During COVID, many of us picked up new hobbies: baking sourdough, knitting, woodworking and jogging. I started doing at-home yoga, watching classes on YouTube. Dean Lerat, an RCMP officer in southern Saskatchewan, got really into online DNA kits via Ancestry.ca.
Lerat, a Saulteaux member of Cowessess First Nation in southern Saskatchewan, performed his first DNA test on himself. He discovered hundreds of biological family members, some he recognized and others distant and unknown. He shared his news with his mother and helped her identify a previously unknown half-sister who lived in Regina, less than two hours away by car.
The reunion galvanized something for Lerat: the power of DIY DNA tests to unite scattered families. He started to see how his DNA detective work could help the many Indigenous survivors of Canada’s foster system and residential schools connect with long-lost relatives. He’s become obsessed with this mission.

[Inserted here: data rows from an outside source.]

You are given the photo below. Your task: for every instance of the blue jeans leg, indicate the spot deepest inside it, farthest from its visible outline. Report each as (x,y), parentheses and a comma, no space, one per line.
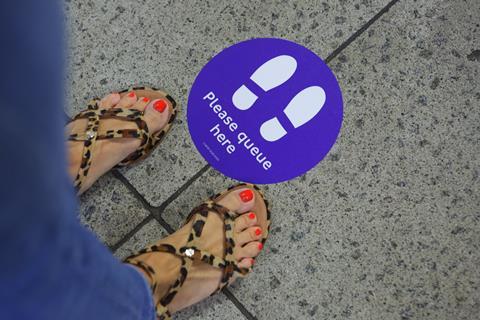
(51,267)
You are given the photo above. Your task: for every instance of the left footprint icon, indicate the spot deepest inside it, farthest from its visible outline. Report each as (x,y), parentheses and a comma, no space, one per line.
(301,109)
(269,75)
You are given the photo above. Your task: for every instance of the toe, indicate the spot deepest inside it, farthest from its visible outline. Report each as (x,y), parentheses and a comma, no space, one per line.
(109,101)
(246,263)
(250,250)
(246,220)
(248,235)
(141,103)
(156,114)
(240,200)
(127,100)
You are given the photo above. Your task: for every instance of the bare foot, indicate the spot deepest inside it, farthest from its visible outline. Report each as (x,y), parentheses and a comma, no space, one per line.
(107,153)
(249,231)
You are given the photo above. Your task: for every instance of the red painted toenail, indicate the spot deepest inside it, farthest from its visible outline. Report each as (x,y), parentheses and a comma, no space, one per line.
(246,195)
(160,105)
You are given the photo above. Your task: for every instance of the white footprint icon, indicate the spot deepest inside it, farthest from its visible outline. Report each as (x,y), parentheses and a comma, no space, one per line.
(269,75)
(301,109)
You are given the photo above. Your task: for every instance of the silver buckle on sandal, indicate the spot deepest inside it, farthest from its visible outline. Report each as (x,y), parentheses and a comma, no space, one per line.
(189,252)
(90,134)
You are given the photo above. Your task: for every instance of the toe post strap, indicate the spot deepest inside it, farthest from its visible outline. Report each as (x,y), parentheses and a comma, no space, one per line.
(190,253)
(94,115)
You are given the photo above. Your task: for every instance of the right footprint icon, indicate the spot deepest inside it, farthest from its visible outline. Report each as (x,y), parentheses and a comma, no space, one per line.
(269,75)
(301,109)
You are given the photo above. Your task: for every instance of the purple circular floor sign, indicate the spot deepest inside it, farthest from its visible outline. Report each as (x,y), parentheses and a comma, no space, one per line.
(265,110)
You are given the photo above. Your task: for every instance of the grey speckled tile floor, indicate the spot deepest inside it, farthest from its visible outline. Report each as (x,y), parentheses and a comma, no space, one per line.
(387,226)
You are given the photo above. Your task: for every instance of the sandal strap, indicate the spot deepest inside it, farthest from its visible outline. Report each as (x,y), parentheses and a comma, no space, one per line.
(190,253)
(91,134)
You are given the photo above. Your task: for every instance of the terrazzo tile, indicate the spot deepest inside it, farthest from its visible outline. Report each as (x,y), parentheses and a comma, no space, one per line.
(216,307)
(110,210)
(387,226)
(114,44)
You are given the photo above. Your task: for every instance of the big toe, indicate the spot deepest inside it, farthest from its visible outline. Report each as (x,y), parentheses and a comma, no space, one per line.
(239,201)
(157,113)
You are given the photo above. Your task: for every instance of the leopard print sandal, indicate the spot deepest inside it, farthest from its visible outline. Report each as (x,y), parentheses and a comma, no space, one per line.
(94,115)
(190,253)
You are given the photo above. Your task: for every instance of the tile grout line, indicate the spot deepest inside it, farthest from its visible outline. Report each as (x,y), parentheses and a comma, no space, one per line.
(155,212)
(360,31)
(329,58)
(130,233)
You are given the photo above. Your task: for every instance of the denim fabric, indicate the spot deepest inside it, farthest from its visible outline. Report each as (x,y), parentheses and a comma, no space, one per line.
(50,267)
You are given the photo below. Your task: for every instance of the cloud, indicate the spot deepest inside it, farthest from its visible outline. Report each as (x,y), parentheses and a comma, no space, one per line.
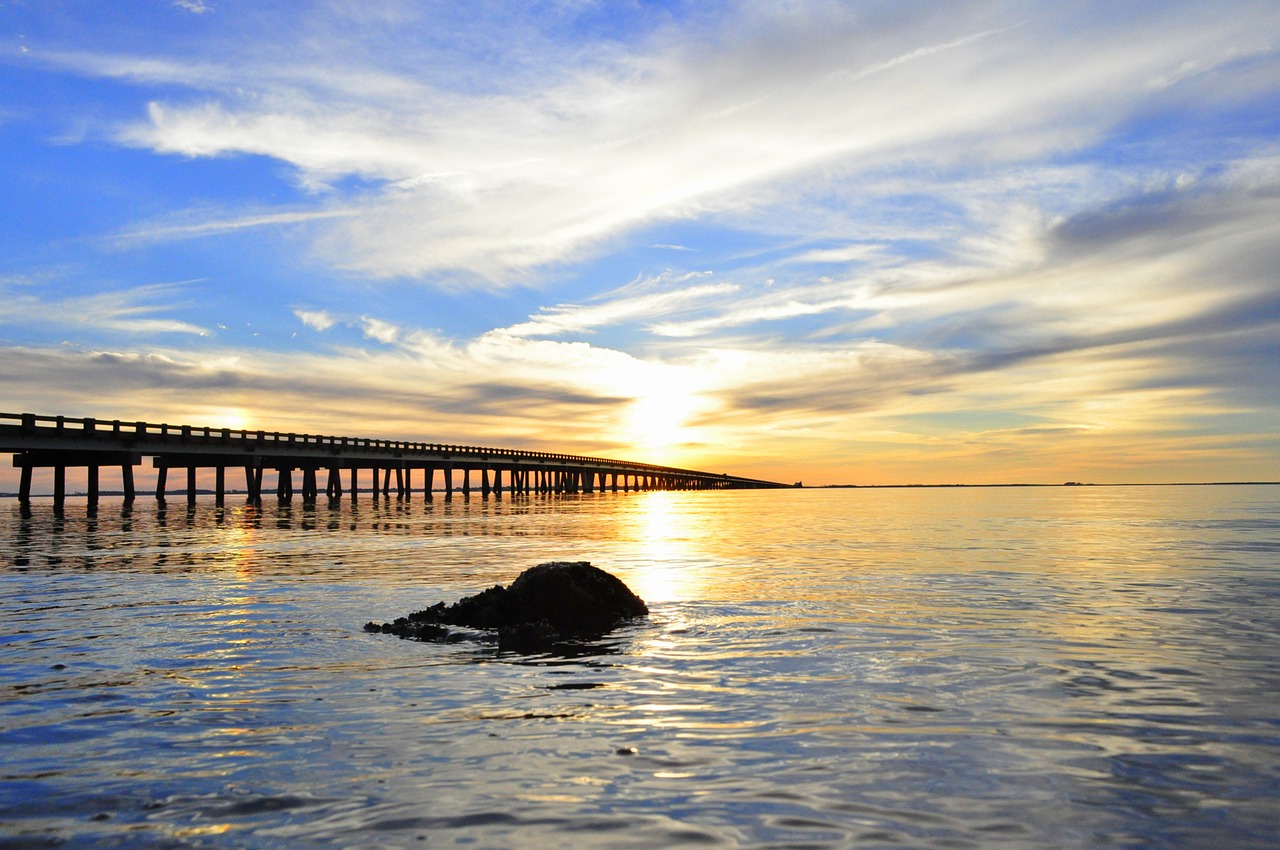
(193,7)
(531,174)
(315,319)
(163,232)
(383,332)
(127,311)
(624,307)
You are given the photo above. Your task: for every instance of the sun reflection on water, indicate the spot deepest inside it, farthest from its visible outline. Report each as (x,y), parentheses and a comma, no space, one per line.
(666,539)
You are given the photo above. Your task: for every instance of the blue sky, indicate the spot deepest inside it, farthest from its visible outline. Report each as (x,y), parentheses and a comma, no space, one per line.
(842,242)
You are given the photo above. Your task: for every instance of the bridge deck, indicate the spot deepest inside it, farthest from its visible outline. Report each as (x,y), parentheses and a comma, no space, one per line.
(59,442)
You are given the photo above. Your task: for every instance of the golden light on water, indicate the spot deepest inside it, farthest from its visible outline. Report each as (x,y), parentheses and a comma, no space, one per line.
(666,537)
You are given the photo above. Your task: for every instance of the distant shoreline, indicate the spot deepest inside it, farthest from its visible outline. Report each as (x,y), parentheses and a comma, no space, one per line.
(816,487)
(899,487)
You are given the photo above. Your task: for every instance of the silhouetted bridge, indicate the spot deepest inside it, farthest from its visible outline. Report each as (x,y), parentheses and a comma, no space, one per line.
(60,442)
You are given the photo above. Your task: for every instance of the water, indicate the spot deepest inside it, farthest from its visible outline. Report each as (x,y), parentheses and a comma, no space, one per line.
(1060,667)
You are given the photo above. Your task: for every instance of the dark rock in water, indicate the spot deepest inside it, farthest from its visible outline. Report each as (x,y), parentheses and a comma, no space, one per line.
(544,606)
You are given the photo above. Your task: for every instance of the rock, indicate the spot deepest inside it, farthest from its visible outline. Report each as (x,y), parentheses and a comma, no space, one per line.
(544,606)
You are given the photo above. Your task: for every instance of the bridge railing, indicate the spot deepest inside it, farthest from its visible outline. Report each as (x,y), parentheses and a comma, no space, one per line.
(265,441)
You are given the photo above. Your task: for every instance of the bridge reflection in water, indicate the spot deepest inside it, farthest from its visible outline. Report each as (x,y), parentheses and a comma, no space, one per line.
(393,466)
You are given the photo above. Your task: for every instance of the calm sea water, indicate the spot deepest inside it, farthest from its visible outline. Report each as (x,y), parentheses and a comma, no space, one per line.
(1059,667)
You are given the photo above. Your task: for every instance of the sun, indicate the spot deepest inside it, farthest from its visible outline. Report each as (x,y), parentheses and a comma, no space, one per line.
(659,417)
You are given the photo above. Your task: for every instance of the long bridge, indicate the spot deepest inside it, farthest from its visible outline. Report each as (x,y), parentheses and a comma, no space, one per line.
(60,443)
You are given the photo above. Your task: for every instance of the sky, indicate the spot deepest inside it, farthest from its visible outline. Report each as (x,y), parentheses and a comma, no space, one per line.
(833,242)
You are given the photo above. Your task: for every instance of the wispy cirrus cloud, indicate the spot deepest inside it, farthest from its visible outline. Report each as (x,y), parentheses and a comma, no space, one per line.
(525,176)
(128,311)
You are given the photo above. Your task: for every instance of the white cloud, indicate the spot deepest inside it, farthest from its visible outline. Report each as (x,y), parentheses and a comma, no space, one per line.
(131,311)
(624,306)
(315,319)
(383,332)
(520,178)
(193,7)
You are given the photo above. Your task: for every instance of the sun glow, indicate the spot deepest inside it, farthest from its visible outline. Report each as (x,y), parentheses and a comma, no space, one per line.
(658,420)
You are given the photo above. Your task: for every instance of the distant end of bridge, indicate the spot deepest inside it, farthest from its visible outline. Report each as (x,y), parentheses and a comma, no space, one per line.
(60,443)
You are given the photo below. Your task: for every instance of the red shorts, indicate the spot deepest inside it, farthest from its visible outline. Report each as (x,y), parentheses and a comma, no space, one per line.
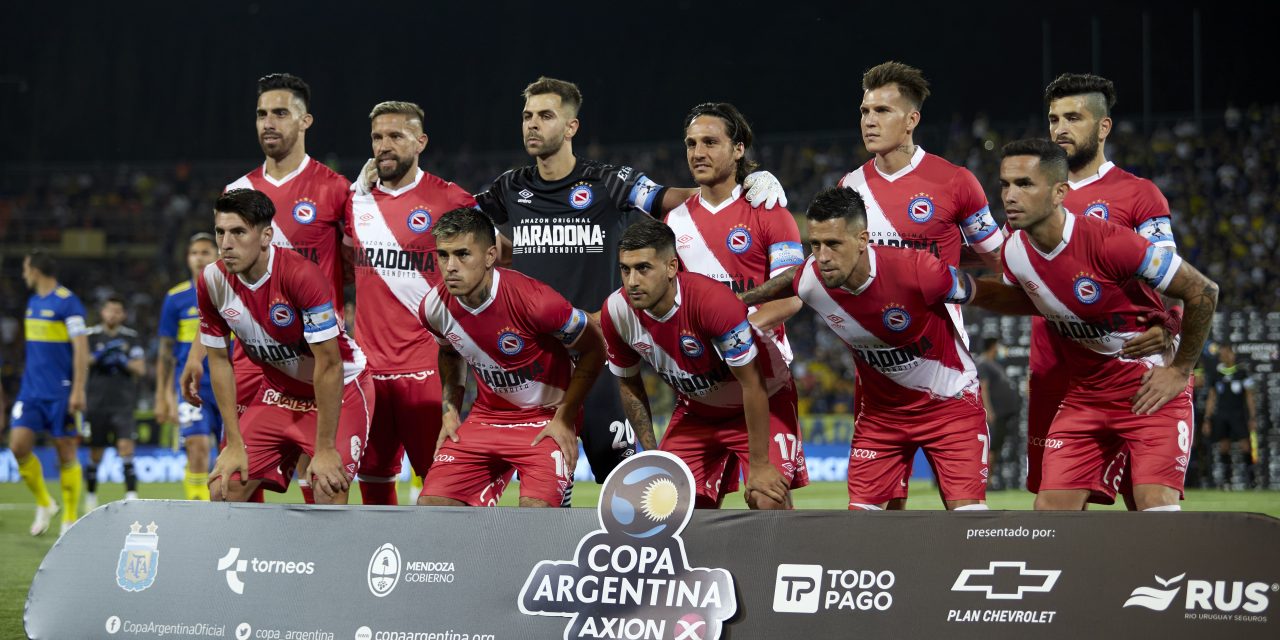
(956,446)
(712,447)
(407,420)
(475,469)
(1088,434)
(1046,394)
(278,428)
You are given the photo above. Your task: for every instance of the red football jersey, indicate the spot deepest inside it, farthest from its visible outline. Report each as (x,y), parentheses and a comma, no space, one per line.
(275,320)
(1118,197)
(737,245)
(1091,289)
(910,357)
(929,204)
(309,204)
(691,346)
(396,266)
(516,343)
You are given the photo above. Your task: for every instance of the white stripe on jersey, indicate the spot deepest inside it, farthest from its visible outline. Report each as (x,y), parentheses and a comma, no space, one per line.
(1110,344)
(408,286)
(725,394)
(920,374)
(278,236)
(699,259)
(877,223)
(250,332)
(528,393)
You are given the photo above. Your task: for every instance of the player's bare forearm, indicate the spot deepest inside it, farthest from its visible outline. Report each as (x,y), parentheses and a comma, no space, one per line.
(755,407)
(773,314)
(80,364)
(327,382)
(223,380)
(635,407)
(452,383)
(1200,298)
(590,348)
(993,295)
(775,288)
(673,197)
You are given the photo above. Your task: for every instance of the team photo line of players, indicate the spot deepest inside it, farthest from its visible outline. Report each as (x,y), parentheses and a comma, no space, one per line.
(696,282)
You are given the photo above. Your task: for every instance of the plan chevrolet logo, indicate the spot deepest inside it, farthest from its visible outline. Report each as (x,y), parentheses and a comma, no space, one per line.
(1001,583)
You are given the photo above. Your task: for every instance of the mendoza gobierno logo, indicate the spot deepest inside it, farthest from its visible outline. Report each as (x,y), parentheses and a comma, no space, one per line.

In a beautiful, uplifting story in the December issue of Maclean’s, writer Sarah Treleaven describes how Lerat now spends much of his spare time—up to 30 hours a week—helping people reconnect with distant blood relatives and flesh out incomplete family trees. His work has transformed lives. Strangers now regularly reach out to Lerat on social media, asking for help. “I felt like these people needed my help to find their way home,” he says.